10 Best
06.01.2012, Words by Ruth Saxelby

Dogs doing lists #16: Digested Reads

  1. Dogs marching the Children’s Crusade into a steaming vat of bookbinding glue and nodding with approval as the resultant glop is distributed as nutriment to the urchins laboring in a Dickensian workhouse.
  2. Dogs riding atop noted literary critic Harold Bloom across the tundra of the ice planet Hoth and happening upon a wayward graduate student suffering from hypothermia, conveniently enough at the precise moment the rotund Bloom keels over, having submitted to the inhospitable cold with a final, plaintive, blank-eyed bleat; and, in a moment of desperation, slicing Bloom’s corpse open at the stomach to find the chewed visages of William Shakespeare and Sigmund Freud seeping out from what proves in fact to be a cavernous chamber containing untold thousands of Western Civilization’s treasures, the precious and the forgotten, the gold and the stone—the Sistine Chapel, Keat’s grave, an aging Thomas Pynchon, the H.M.S Titanic, Yale University, the aura of election, Byron’s mistresses, and so on—and dragging the half-frozen graduate student in through the wound, urging, “This may smell bad, kid, but it will keep you warm.”
  3. Dogs distributing strike-anywhere matches to an addled congregation after persuading it to ingest gasoline-soaked copies of Lady Chatterley’s Lover, and beseeching the increasingly skeptical multitude, now quite nauseated, “BOOK BURNING.”
  4. Dogs skipping hastily to the end of Arguably to find, as the pages fly past, a crude animation of a smiling Christopher Hitchens swigging from a gin bottle and promptly disrobing.
  5. Dogs interrogating Wile E. Coyote at an M.B.A. graduation ceremony, demanding, “Have you learned nothing??” and backing away in horror as he swallows a lit bomb and disappears into plume of dust and smoke, leaving instead a shower of fully intact textbooks raining down into a neat stack, topped with a hand-written placard, admitting: “It is true that I have not.”
  6. Dogs observing the decline and fall of the Roman empire on a spacetime viewer while reading The History of the Decline and Fall of the Roman Empire, and remarking at the simultaneous conclusion of each to the denizens of the early Thirty-sixth Century, “The book was better.”
  7. Dogs wondering how the dead live and acquiring, therefore, Will Self’s How the Dead Live (Bloomsbury, used from £0.01), and judging, in the final analysis: “Deadly.”
  8. Dogs hauling aboard Heidegger’s waterlogged corpse and gasping for breath as Matt Hooper slices open the philosopher’s bloated belly and dislodges sheaf after sheaf of poorly written fascist propaganda, but not the mutilated body of poor little Alex Kintner, and slowly following Chief Brody’s steely gaze out toward the horizon as Paul de Man’s crooked body distends and cackles in the waning moments of sunlight and the audience, culture, history, and Peter Benchley murmur in unison, “We’re going to need a bigger boat.”
  9. Dogs peering through a galactic microscope to observe the entire scope of human history at a magnification of 1000x, and observing intently Michel Foucault’s unethical liaisons in a public bathhouse, thinking, “That can’t be right,” and adjusting the revolver to achieve merely 100x magnification, at which point the entire 127th MLA Convention is seen surrounding the bathhouse in the style of a gladiatorial arena, cheering Foucault and erupting into paroxysms of glassy-eyed unthinking joy with each individuated failure of human compassion, and shouting at the scene, “No!

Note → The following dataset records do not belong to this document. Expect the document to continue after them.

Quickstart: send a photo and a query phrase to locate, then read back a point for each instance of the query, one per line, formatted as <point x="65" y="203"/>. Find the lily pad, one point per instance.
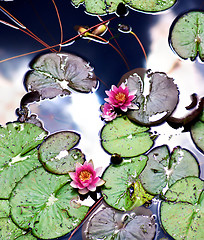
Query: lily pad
<point x="56" y="74"/>
<point x="156" y="104"/>
<point x="197" y="132"/>
<point x="47" y="204"/>
<point x="102" y="7"/>
<point x="122" y="189"/>
<point x="55" y="153"/>
<point x="19" y="155"/>
<point x="163" y="170"/>
<point x="182" y="215"/>
<point x="111" y="224"/>
<point x="125" y="138"/>
<point x="187" y="35"/>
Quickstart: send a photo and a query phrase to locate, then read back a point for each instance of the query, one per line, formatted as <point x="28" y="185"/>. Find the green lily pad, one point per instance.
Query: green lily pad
<point x="125" y="138"/>
<point x="55" y="153"/>
<point x="19" y="155"/>
<point x="101" y="7"/>
<point x="182" y="216"/>
<point x="110" y="224"/>
<point x="56" y="74"/>
<point x="163" y="170"/>
<point x="122" y="189"/>
<point x="197" y="132"/>
<point x="156" y="104"/>
<point x="187" y="35"/>
<point x="47" y="204"/>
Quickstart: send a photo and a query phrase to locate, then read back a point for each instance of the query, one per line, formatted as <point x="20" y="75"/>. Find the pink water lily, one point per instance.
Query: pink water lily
<point x="85" y="178"/>
<point x="108" y="112"/>
<point x="120" y="97"/>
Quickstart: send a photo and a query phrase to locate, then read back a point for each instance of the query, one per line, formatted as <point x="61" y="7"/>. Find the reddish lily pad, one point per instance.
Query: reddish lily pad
<point x="122" y="189"/>
<point x="101" y="7"/>
<point x="47" y="204"/>
<point x="156" y="104"/>
<point x="56" y="74"/>
<point x="56" y="153"/>
<point x="182" y="214"/>
<point x="19" y="154"/>
<point x="163" y="170"/>
<point x="125" y="138"/>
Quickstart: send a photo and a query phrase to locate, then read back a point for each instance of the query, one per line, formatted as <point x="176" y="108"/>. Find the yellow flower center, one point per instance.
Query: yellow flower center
<point x="84" y="175"/>
<point x="120" y="96"/>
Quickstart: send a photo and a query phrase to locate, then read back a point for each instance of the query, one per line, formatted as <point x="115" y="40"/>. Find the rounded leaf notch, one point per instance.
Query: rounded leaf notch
<point x="186" y="35"/>
<point x="56" y="74"/>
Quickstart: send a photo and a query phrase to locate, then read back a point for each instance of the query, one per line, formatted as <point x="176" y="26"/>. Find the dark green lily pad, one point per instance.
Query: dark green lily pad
<point x="47" y="204"/>
<point x="197" y="132"/>
<point x="163" y="170"/>
<point x="125" y="138"/>
<point x="56" y="74"/>
<point x="122" y="189"/>
<point x="55" y="153"/>
<point x="110" y="224"/>
<point x="182" y="216"/>
<point x="187" y="35"/>
<point x="156" y="104"/>
<point x="101" y="7"/>
<point x="19" y="155"/>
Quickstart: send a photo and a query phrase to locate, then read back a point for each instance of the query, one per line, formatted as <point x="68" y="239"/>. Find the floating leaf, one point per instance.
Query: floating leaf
<point x="187" y="35"/>
<point x="182" y="216"/>
<point x="122" y="189"/>
<point x="47" y="204"/>
<point x="55" y="153"/>
<point x="111" y="224"/>
<point x="197" y="132"/>
<point x="160" y="101"/>
<point x="58" y="74"/>
<point x="101" y="7"/>
<point x="163" y="170"/>
<point x="19" y="155"/>
<point x="125" y="138"/>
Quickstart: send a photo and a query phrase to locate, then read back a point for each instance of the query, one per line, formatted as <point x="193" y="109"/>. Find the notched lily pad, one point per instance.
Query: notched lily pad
<point x="19" y="155"/>
<point x="102" y="7"/>
<point x="123" y="189"/>
<point x="182" y="215"/>
<point x="156" y="104"/>
<point x="197" y="132"/>
<point x="46" y="203"/>
<point x="125" y="138"/>
<point x="186" y="35"/>
<point x="56" y="74"/>
<point x="56" y="153"/>
<point x="163" y="170"/>
<point x="110" y="224"/>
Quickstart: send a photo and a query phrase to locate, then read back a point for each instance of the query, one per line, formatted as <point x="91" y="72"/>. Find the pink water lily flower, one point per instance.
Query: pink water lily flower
<point x="120" y="97"/>
<point x="108" y="112"/>
<point x="85" y="178"/>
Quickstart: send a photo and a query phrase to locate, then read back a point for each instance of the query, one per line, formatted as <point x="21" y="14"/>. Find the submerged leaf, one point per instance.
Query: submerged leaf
<point x="163" y="170"/>
<point x="111" y="224"/>
<point x="187" y="35"/>
<point x="122" y="189"/>
<point x="55" y="153"/>
<point x="19" y="155"/>
<point x="160" y="101"/>
<point x="45" y="203"/>
<point x="182" y="215"/>
<point x="125" y="138"/>
<point x="101" y="7"/>
<point x="56" y="74"/>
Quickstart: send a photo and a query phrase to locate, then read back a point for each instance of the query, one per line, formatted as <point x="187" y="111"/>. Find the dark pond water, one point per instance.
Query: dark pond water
<point x="81" y="112"/>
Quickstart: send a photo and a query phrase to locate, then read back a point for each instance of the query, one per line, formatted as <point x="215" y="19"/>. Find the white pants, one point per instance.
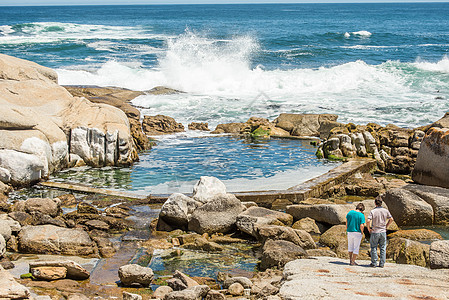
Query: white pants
<point x="354" y="239"/>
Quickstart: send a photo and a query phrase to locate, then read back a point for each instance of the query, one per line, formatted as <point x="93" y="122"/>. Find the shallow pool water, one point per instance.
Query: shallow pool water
<point x="178" y="161"/>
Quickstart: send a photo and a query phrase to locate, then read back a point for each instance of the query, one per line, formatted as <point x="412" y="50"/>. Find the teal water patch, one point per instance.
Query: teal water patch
<point x="178" y="161"/>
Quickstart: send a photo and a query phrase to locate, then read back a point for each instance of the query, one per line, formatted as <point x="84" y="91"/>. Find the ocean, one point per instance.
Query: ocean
<point x="383" y="63"/>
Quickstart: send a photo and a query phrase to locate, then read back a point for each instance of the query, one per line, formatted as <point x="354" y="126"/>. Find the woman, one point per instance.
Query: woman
<point x="355" y="223"/>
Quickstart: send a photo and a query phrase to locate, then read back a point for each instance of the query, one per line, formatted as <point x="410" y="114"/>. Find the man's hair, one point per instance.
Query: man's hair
<point x="360" y="207"/>
<point x="378" y="201"/>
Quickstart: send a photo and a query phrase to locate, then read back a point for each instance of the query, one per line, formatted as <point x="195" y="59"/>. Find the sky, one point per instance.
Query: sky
<point x="117" y="2"/>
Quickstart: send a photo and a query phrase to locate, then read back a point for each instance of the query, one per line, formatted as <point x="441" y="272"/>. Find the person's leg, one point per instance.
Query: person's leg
<point x="373" y="244"/>
<point x="383" y="248"/>
<point x="357" y="240"/>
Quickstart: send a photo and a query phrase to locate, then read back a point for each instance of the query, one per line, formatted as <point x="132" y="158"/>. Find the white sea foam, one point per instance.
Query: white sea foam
<point x="440" y="66"/>
<point x="222" y="86"/>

No! No!” and fiddling with the device until 10x magnification is achieved, and squinting now as the tiny assembly is lost in a sea of vomit emanating forth from the smeared mouth of Bluto Blutarski, clad in a sweatshirt bearing the word COLLEGE, and nodding resolutely and declaring aloud, “Well, all right, then.”
  10. Dogs peering through thick, oversized spectacles at scattered entrails as the universe passes unceremoniously through the very bowels of time, and turning a boggled gaze to an absent camera to narrate, in the last instant, “THE DIGESTED READ, DIGESTED.”